Los dos tipos buenos de monjes tienen dos nombres cada uno; por un lado, los cenobitas o monasteriales y, por otro, los eremitas o anacoretas. Esta denominación nos da una primera aproximación a estas formas de vida. Los primeros llevan vida en común (koinóbion) en un monasterio, los segundos viven en el desierto (éremos) separados (anachoréo) de todo.
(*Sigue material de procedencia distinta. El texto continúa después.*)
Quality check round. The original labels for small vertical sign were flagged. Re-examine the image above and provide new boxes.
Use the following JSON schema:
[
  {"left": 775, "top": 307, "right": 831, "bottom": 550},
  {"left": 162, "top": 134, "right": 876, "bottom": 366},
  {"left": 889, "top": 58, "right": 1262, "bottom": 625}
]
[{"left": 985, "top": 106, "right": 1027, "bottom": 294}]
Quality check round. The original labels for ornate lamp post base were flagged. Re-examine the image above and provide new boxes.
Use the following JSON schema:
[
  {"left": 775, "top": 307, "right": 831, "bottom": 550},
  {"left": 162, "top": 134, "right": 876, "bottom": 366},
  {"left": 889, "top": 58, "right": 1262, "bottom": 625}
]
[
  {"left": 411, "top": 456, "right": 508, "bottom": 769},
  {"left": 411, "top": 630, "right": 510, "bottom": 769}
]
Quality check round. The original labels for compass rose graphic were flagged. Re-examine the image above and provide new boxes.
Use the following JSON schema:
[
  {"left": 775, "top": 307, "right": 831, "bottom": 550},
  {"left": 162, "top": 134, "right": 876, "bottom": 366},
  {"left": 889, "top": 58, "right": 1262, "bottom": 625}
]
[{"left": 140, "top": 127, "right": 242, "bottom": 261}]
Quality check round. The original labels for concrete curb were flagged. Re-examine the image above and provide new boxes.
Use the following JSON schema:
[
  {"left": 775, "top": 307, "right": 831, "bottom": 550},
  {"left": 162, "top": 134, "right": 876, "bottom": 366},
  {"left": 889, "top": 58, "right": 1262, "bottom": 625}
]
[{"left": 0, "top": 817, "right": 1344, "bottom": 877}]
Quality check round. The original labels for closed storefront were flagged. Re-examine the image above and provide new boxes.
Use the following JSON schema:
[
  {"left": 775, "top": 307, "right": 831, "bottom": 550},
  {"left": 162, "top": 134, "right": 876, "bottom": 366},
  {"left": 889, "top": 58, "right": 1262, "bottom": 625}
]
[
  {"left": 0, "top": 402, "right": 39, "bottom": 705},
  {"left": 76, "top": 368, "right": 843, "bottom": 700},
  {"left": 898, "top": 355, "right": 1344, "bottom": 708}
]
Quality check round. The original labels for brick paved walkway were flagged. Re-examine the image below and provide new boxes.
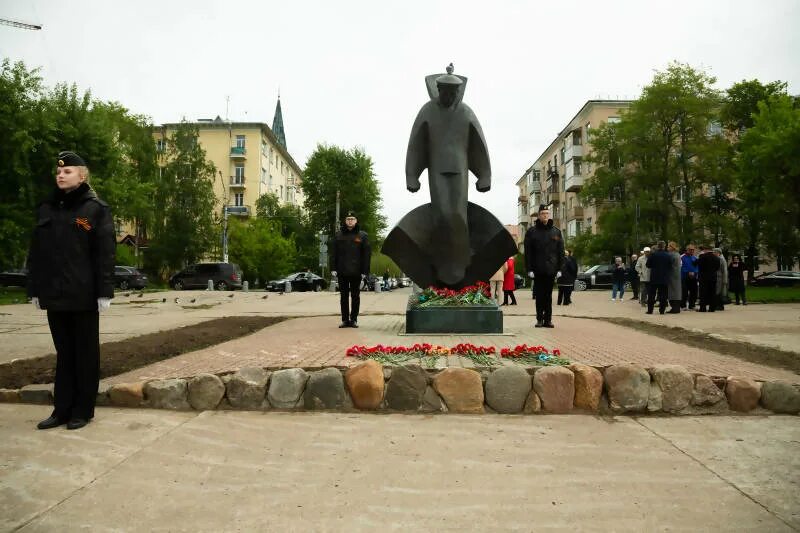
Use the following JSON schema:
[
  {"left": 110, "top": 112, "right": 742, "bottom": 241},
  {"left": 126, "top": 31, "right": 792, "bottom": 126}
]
[{"left": 105, "top": 315, "right": 800, "bottom": 384}]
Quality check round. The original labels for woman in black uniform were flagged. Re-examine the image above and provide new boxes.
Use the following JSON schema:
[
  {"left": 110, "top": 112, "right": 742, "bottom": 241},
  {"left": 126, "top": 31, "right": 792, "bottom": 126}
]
[{"left": 28, "top": 152, "right": 116, "bottom": 429}]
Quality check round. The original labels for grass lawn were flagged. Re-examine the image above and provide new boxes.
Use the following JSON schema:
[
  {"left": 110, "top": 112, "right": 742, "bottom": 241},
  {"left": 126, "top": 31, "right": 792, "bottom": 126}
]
[
  {"left": 744, "top": 287, "right": 800, "bottom": 304},
  {"left": 0, "top": 287, "right": 28, "bottom": 305}
]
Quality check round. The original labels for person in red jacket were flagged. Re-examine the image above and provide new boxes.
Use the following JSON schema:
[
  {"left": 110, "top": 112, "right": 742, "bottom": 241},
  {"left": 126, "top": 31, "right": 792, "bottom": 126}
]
[{"left": 503, "top": 257, "right": 517, "bottom": 305}]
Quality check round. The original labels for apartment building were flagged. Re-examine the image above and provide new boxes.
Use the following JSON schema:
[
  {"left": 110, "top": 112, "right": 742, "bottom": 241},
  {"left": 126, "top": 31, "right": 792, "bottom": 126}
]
[
  {"left": 517, "top": 100, "right": 632, "bottom": 247},
  {"left": 154, "top": 100, "right": 304, "bottom": 217}
]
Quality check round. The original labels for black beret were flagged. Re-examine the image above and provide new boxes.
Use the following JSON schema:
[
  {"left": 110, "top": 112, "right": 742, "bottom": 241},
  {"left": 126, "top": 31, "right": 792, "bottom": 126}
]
[{"left": 57, "top": 151, "right": 86, "bottom": 167}]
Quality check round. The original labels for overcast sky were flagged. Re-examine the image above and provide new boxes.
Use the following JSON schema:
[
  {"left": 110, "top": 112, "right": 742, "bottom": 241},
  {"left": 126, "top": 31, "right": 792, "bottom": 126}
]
[{"left": 0, "top": 0, "right": 800, "bottom": 231}]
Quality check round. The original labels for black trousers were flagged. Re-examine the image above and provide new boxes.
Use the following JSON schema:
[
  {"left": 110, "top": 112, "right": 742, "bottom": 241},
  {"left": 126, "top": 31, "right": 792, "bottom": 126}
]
[
  {"left": 647, "top": 281, "right": 667, "bottom": 313},
  {"left": 339, "top": 275, "right": 361, "bottom": 322},
  {"left": 503, "top": 289, "right": 517, "bottom": 305},
  {"left": 556, "top": 285, "right": 573, "bottom": 305},
  {"left": 700, "top": 280, "right": 717, "bottom": 313},
  {"left": 533, "top": 274, "right": 555, "bottom": 323},
  {"left": 631, "top": 278, "right": 639, "bottom": 300},
  {"left": 47, "top": 311, "right": 100, "bottom": 420},
  {"left": 681, "top": 277, "right": 697, "bottom": 309}
]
El ermitaño que nos presenta la regla ha sido alguien que ha vivido en el monasterio antes de lanzarse a la total soledad. Pero lo ha hecho no llevado por unos primeros fervores, sino una vez que ha llegado a sazón y está ya preparado para el combate espiritual sin necesidad del apoyo que da la cercanía de otros monjes. Lo que no quiere decir que el monasterio sea simplemente una escuela de ermitaños. Esa madurez espiritual no supone el que se tenga que dedicar el monje a la vida solitaria, sino sencillamente que puede hacerlo a partir de ese momento, si es que Dios le llama a ello. El monacato cenobítico, tal como es presentado en la Regla, parece estar abierto a la posibilidad de que, dándose la premisa señalada, el monje pase a ser un ermitaño.
Pero eso no quiere decir que no haya cenobitas que sean capaces de luchar, con la ayuda divina, en soledad con los vicios y los pensamientos. En el monasterio, nos encontramos, por tanto, con dos tipos de monjes: los que aún están aprendiendo el combate interior y aquéllos que ya han quedado conformados para llevarlo adelante en soledad. De entre estos, unos seguirán luchando en ese cuerpo de ejército en campaña que es la comunidad monástica, otros se adentrarán en el desierto, lejos de todos y todo, para entablar singular combate.